Question

if a load of 1000kg can just be dragged up an incline at 10 degrees to the horizontal by a force of 5KN applied in the most effective direction,what is the value offthe coefficient offriction?

Answer 1

The coefficient of friction is 0.34

Step-by-step explanation:

It is given that,

Mass of the load, m = 1000 kg

It is dragged up an incline at 10 degrees to the horizontal by a force of 5 KN applied in the most effective direction, F = 5 × 10³ N

We need to find the coefficient of friction between the surface and the load.
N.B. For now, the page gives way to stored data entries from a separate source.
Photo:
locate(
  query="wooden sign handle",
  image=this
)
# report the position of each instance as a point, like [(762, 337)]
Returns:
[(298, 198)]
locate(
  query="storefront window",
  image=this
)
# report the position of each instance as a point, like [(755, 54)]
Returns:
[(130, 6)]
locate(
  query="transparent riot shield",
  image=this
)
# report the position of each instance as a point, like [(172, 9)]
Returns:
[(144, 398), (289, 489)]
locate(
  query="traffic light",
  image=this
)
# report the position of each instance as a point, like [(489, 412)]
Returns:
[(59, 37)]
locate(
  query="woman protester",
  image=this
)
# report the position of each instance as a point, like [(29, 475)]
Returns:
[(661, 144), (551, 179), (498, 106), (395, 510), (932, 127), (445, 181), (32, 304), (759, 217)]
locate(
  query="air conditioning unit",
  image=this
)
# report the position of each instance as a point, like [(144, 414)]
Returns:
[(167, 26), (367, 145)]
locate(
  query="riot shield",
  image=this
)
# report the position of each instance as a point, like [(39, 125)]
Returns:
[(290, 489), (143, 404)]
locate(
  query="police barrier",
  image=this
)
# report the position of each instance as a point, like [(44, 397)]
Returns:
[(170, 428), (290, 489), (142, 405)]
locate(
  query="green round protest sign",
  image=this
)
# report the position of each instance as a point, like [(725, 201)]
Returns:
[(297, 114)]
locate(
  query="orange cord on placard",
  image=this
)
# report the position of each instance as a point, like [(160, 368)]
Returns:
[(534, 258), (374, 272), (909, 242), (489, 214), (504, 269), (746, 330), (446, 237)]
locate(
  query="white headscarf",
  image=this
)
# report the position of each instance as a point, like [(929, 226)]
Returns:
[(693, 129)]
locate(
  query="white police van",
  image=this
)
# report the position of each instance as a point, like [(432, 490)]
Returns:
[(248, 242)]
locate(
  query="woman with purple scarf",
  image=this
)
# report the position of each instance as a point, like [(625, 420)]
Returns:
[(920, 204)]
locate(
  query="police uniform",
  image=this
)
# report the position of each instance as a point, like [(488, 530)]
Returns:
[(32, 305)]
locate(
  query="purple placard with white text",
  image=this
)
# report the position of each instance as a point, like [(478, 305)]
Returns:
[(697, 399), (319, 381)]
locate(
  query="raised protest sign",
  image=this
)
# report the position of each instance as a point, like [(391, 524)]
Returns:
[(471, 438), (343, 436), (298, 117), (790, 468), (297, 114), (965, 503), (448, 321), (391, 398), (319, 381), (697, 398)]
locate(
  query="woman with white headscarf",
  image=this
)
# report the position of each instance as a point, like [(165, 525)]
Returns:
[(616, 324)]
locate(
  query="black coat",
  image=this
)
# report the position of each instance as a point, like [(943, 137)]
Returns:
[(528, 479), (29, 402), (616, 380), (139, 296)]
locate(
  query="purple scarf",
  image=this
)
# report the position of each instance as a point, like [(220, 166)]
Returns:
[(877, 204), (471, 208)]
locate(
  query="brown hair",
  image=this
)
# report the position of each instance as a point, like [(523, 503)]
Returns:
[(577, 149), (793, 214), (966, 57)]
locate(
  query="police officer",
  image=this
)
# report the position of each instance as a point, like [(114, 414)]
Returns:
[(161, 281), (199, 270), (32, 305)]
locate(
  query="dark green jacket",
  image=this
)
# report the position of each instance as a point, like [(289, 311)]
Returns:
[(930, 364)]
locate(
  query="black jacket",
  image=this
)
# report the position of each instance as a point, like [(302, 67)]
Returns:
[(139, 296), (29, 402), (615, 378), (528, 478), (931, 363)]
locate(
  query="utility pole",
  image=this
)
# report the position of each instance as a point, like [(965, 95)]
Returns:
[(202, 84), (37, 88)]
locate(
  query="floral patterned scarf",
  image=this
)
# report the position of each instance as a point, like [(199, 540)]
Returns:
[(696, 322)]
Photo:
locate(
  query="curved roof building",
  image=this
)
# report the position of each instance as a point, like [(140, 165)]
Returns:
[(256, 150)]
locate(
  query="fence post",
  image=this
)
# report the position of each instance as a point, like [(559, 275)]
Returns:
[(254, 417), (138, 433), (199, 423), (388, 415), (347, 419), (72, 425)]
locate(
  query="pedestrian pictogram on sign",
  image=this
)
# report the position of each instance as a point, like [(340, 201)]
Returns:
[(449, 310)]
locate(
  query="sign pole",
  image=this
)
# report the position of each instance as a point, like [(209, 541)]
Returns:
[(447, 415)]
From the attached figure, the load is dragged up with a force of F. A frictional force f will also act in this scenario.

So,
`F=f+mg\ sin\theta`

Since,
`f=\mu N`

or
`f=\mu mg\ cos\theta`

`F=\mu mg\ cos\theta+mg\ sin\theta`

`F-mg\ sin\theta=\mu mg\ cos\theta`

`5* 10^3\ N-1000\ kg* 9.8\ m/s^2\ sin(10)=\mu mg\ cos\theta`

`\mu=(3298.24)/(1000\ kg* 9.8\ m/s^2* cos(10))`

`\mu=0.34`

So, the coefficient of friction is 0.34. Hence, this is the required solution.